Thursday, October 11, 2012

What to do?


My husband has been insisting for a long time that when the little one starts school that I will not say ‘yes’ to anything new for a year. He does not want me to overcommit (which admittedly is quite likely). He wants me to stop and think about this next stage. As I look at things, the last stage went for 10 years, this one will go for 8 (with all 3 at school). That’s a good chunk of time to think about.

So that’s what this term is for – thinking through the next stage.

I’ll let you know my thoughts as time progresses.

5 comments:

Jean said...

Good advice from your husband. My own life filled up far too quickly (mostly unavoidable and unexpected new responsibilities, but some optional and a little foolish!) and the first two terms of this year were hard. It's a great idea to take time. Enjoy this stage, and I pray you can make wise decisions for the next. Love Jean.

Erin said...

I probably needed to do this. I feel as if I just jumped into the next stage feet first, doing some things which I really hadn't planned to - and had even planned not to.

With moving this year it's given me the opportunity to have another shot at it. So I've not committed to anything at church this year except Sunday School (long story).

I've been doing a lot of thinking about what the role of a ministers wife can be. What unique opportunities exist, and how can I make the most of those? I am cautious about taking up some paid work just because I'm more available. The same goes for starting a course. There are many things I could do... I just want to work out what is the best thing I can be doing.
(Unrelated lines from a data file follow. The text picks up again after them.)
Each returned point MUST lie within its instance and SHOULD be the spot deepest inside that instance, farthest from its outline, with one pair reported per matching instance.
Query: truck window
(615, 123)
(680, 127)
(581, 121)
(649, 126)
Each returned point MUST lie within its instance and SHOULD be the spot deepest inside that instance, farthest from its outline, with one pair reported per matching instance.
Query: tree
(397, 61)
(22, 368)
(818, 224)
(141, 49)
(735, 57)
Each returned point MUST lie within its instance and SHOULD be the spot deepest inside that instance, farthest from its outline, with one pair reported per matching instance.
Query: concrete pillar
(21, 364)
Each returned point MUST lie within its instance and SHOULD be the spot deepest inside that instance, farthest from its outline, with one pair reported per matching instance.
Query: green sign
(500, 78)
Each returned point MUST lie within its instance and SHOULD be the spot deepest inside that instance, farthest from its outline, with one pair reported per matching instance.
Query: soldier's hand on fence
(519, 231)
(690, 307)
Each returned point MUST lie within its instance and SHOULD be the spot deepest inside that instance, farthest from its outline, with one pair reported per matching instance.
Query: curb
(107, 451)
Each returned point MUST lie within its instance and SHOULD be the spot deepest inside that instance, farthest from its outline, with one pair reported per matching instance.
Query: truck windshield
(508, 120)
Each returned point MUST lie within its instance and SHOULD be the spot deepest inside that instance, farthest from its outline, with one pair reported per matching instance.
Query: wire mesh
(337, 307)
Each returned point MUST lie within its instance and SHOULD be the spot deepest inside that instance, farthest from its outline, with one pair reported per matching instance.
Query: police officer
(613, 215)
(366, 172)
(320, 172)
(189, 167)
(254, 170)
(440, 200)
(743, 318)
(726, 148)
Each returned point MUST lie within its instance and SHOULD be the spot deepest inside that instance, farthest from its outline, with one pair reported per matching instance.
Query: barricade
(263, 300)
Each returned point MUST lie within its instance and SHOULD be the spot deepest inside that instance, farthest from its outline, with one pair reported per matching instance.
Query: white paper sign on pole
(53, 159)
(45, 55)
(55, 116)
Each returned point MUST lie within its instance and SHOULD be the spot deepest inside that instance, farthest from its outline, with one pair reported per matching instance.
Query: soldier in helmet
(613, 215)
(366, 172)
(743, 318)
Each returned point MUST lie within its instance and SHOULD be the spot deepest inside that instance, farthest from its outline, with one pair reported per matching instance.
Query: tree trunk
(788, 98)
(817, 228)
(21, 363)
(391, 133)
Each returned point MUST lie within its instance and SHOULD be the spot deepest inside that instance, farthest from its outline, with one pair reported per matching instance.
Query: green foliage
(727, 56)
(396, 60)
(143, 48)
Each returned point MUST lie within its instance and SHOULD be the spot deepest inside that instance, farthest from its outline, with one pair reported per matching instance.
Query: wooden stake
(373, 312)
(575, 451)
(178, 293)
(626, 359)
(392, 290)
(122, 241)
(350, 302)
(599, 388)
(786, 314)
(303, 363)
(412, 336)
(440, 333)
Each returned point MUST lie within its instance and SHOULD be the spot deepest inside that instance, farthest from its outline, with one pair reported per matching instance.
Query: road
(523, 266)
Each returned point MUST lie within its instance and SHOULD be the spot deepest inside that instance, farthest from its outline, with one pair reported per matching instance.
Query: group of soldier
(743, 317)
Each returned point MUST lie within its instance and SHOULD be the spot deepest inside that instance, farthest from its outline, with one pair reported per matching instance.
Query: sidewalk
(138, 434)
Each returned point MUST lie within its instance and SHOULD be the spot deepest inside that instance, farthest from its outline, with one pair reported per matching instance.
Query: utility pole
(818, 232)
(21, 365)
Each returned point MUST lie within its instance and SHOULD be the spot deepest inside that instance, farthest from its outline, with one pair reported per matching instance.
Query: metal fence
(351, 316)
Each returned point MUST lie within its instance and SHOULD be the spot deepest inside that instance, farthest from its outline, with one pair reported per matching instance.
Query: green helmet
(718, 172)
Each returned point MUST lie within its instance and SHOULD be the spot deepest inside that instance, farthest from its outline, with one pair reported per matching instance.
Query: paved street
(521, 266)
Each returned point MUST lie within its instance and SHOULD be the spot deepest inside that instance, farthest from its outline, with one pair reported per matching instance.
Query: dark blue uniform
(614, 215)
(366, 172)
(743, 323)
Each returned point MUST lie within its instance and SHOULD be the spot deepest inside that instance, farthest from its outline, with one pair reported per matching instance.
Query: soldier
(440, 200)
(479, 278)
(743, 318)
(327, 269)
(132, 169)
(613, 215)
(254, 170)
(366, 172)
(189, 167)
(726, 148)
I know there's probably no real answer to this... but I still want to make sure I'm not just being reactive.

I'd be interested to hear some of your thinking on all this.

Katrina said...

Looking forward to seeing what you decide!

K

Sarah said...

I think that's great advice for anyone who is undergoing significant life change whether it be having kids, kids going to school, moving to another place, or retiring. My husband gives me the same advice. I think I might be slowly learning to take it. I've realised it's best to commit to a smaller number of things and do those things well. All the best with what you decide.

Wendy said...

Seems like many of use have the same decisions to make/keep thinking through. Erin - I agree, I feel there are lots of unique opportunities - in fact I suspect much of life will be deciding which 'good' things I say no to, so that I have time for other 'good' things. An ongoing process, which Sarah, I think you are right - we should think about at every major change - and probably a few times in between!